3) Attract and Retain Talent: Baltimore County will continue to invest in strategies to attract and retain high quality police officers. BCoPD recently reduced the number of sworn vacancies significantly, but attrition and retirements continue. Baltimore County will implement a pilot program for “take-home vehicles” this year, invest more in additional local recruitment efforts, implement foreign language proficiency stipends and referral bonuses, and conduct a comprehensive review of our hiring process.

4) Innovative Strategies: Baltimore County will continue to embrace proven violence reduction strategies to improve supervision and accountability. Last year, BCoPD expanded the number of area sectors from two to three, each led by a Major, allowing area commanders to more effectively focus resources. The Department also established a permanently-assigned Night Commander to provide further supervision and leadership overnight.
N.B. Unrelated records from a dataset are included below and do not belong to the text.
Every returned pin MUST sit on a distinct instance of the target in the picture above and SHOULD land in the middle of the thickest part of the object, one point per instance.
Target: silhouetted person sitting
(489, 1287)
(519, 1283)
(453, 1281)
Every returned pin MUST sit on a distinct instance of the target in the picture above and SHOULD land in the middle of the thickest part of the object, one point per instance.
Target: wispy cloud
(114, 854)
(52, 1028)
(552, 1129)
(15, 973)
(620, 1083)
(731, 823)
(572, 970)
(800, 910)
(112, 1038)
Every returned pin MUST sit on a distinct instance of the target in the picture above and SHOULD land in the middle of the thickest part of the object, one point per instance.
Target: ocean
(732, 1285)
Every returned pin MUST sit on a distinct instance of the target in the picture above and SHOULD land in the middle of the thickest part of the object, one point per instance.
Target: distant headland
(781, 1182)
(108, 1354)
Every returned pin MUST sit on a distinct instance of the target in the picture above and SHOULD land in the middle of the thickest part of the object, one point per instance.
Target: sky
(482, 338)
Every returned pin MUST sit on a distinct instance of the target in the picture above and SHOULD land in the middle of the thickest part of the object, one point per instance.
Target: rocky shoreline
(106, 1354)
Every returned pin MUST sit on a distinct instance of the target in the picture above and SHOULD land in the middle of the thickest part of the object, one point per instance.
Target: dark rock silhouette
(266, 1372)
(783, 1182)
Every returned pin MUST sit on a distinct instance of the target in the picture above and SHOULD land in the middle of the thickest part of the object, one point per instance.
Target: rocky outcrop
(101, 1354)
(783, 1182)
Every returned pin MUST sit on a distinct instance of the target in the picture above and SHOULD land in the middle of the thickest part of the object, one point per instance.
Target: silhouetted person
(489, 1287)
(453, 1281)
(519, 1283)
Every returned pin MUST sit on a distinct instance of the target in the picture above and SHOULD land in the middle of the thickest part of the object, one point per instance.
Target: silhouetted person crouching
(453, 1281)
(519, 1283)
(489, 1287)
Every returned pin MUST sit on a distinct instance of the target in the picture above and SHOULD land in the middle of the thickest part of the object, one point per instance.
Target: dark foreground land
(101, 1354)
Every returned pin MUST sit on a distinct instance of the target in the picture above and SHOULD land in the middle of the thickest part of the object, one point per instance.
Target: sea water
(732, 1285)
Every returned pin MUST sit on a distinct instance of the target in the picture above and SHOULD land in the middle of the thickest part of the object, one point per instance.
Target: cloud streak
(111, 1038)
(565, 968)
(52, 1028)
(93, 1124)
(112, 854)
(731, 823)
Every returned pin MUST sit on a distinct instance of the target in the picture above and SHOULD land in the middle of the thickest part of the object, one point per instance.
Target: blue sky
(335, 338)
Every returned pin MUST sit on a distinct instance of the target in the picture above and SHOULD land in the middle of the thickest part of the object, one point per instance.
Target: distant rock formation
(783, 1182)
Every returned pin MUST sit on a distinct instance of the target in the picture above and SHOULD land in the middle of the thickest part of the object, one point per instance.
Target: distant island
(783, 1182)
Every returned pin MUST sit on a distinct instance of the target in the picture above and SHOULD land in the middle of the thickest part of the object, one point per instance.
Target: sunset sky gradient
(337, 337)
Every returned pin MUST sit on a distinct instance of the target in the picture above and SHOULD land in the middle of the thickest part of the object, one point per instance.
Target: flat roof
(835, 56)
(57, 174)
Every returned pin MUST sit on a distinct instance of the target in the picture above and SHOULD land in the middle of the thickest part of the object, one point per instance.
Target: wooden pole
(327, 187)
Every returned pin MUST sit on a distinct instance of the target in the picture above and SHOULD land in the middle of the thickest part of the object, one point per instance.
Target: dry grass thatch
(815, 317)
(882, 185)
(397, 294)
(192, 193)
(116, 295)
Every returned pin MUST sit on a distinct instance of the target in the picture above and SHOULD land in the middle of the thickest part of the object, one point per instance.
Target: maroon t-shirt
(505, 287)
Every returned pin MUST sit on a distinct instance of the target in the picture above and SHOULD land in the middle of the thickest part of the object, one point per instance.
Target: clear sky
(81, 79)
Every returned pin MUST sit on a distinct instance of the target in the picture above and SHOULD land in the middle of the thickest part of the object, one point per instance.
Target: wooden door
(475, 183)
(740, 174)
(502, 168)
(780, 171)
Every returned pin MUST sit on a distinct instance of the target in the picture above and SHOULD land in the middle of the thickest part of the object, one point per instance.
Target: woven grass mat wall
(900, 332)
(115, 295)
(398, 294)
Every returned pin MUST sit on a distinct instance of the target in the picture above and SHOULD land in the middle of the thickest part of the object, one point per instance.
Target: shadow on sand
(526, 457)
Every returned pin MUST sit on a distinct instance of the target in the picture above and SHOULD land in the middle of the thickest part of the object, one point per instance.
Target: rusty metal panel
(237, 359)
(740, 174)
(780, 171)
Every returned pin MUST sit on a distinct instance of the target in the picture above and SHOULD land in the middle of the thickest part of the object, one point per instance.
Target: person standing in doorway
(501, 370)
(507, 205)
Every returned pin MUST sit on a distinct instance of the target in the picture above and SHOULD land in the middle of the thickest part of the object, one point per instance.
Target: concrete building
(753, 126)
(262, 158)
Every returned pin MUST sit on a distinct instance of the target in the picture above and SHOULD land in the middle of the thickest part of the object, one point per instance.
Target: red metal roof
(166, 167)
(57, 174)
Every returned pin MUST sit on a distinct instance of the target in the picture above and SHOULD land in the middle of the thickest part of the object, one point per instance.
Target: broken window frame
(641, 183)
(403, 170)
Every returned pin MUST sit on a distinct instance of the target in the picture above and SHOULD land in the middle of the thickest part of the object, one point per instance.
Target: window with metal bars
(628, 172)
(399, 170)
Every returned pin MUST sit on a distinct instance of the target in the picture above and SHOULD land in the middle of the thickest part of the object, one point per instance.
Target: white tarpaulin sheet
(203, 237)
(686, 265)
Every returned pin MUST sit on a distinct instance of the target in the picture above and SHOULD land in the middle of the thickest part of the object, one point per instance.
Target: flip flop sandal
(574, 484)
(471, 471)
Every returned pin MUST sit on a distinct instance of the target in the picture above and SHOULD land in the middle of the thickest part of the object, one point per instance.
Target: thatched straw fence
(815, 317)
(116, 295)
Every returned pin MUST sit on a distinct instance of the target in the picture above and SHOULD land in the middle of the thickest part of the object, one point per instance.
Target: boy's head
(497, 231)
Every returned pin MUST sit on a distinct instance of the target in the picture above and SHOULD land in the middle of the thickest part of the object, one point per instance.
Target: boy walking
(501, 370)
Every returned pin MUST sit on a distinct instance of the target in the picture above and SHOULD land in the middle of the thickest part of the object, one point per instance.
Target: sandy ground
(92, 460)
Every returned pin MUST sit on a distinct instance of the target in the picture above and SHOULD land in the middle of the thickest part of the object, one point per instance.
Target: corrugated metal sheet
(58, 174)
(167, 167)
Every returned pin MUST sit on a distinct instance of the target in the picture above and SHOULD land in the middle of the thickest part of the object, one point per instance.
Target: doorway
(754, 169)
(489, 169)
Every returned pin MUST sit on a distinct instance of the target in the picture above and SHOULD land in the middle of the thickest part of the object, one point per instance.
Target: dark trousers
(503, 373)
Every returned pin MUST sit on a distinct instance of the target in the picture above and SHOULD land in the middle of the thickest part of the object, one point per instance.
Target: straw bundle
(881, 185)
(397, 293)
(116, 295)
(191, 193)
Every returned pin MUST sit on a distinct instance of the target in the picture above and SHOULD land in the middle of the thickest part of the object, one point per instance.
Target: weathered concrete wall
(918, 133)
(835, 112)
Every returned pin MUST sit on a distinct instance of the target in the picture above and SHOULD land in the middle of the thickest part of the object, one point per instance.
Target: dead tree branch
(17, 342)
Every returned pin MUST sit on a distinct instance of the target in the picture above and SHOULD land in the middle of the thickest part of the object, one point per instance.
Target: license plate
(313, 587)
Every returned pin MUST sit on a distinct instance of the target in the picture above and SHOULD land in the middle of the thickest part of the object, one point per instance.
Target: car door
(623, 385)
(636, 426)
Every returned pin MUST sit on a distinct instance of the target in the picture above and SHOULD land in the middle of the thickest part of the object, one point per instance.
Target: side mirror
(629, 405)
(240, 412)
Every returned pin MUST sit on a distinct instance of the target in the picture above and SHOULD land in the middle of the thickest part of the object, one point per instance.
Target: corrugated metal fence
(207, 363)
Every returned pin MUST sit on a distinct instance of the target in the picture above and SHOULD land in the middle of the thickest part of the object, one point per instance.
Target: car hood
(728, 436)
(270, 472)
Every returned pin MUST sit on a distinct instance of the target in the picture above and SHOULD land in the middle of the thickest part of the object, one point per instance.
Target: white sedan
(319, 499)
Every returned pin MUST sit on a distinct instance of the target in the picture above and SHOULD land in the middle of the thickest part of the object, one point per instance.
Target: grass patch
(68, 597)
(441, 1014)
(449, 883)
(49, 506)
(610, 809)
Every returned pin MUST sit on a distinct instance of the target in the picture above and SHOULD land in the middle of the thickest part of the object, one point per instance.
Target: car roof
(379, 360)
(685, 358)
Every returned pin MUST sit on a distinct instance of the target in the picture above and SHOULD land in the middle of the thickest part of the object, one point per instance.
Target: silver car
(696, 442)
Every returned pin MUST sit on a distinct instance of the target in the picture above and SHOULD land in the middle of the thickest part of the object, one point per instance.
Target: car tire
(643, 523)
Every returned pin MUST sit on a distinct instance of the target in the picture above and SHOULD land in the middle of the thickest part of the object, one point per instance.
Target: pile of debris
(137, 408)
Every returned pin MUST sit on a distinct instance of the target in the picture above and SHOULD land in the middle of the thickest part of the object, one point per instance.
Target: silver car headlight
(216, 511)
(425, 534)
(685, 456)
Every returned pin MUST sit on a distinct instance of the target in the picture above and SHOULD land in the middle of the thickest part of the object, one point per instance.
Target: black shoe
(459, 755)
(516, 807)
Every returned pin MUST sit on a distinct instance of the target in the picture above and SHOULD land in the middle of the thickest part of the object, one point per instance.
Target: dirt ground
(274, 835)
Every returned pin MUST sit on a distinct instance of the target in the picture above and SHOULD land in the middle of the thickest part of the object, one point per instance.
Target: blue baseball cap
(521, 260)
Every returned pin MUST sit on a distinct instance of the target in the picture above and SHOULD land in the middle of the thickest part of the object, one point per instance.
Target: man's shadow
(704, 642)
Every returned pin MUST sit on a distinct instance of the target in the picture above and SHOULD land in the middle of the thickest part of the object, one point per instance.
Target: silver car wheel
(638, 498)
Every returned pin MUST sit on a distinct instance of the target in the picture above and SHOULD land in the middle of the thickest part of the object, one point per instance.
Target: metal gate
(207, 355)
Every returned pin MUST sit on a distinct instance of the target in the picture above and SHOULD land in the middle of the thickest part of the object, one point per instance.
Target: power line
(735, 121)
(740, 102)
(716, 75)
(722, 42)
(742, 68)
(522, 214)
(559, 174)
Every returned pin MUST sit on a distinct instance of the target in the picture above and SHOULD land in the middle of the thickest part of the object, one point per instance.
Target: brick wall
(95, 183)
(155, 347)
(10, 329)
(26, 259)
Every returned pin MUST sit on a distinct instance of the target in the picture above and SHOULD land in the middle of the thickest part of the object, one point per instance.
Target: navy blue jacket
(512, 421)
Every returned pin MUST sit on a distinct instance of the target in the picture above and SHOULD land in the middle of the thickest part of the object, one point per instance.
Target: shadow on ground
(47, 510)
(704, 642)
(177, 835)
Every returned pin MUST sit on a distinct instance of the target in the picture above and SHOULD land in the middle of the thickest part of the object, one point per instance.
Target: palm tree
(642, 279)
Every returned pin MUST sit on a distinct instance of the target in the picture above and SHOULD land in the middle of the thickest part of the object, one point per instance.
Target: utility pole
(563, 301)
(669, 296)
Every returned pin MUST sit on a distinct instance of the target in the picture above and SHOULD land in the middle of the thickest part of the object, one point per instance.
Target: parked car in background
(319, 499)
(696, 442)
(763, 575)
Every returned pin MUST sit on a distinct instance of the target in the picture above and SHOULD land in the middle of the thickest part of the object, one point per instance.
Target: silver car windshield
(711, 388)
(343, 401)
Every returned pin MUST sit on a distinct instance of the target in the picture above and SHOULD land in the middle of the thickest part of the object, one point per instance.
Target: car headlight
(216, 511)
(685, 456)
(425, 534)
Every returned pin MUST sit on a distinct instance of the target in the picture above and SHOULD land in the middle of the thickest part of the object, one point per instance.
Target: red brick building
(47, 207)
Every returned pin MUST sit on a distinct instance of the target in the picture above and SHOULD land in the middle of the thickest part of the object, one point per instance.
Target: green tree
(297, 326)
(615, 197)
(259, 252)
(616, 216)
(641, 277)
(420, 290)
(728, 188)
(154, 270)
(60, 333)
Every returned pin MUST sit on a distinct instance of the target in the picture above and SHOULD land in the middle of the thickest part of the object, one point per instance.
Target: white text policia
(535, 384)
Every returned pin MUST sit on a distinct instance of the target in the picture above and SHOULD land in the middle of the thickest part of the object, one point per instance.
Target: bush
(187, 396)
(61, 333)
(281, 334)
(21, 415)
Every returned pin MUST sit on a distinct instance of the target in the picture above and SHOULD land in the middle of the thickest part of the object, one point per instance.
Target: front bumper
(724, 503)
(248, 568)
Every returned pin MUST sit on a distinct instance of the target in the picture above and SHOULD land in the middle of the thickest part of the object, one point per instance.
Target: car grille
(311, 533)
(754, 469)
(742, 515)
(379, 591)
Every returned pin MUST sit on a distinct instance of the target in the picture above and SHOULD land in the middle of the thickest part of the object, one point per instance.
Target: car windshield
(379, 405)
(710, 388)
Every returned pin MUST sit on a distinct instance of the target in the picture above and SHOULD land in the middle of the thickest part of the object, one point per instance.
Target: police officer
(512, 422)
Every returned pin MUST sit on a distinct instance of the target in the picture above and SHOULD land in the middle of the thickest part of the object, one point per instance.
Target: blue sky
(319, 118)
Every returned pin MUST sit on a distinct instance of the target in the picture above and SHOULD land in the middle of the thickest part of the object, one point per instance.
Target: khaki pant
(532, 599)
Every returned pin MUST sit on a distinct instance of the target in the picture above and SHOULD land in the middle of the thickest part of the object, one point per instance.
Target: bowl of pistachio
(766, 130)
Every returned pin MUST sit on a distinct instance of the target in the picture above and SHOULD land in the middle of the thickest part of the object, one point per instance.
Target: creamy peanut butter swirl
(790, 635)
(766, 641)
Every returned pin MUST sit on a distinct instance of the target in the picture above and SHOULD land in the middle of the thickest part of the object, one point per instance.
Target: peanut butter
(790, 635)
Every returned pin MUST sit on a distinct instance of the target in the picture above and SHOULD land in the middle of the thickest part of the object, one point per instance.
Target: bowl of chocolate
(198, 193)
This year, Baltimore County will identify and implement proven violence reduction strategies, including seeking public and private resources to establish an Office of Public Safety to coordinate innovative violence reduction strategies and to convene stakeholders.

5) Strong Partnerships: Public safety has regional implications and requires regional solutions. Last year, Baltimore County stepped up to play a leading role in the Organized Crime Drug Enforcement Task Force (OCDETF) with other local, state, and federal partners and continues to coordinate with the State’s Attorney’s Office on building and prosecuting high quality cases, particularly for violent gun crimes.

This year, Baltimore County is increasing coordination and information sharing with the Baltimore Police Department about regional crime concerns and areas around the City/County border. Baltimore County is also working with the State and our Delegation to expand successful strategies such as the Warrant Apprehension Task Force (WATF) and the Regional Auto Theft Task Force (RATT). We have also increased strategic collaboration with the State Division of Parole and Probation, including through joint supervision efforts and having P&P agents participate in Comstat.

In addition to these interventions, Baltimore County will continue to support additional upstream interventions in order to prevent violence from occurring in the first place, including ongoing commitment to investment in education, recreational opportunities, and strategies to grow youth summer employment, and proactive community engagement.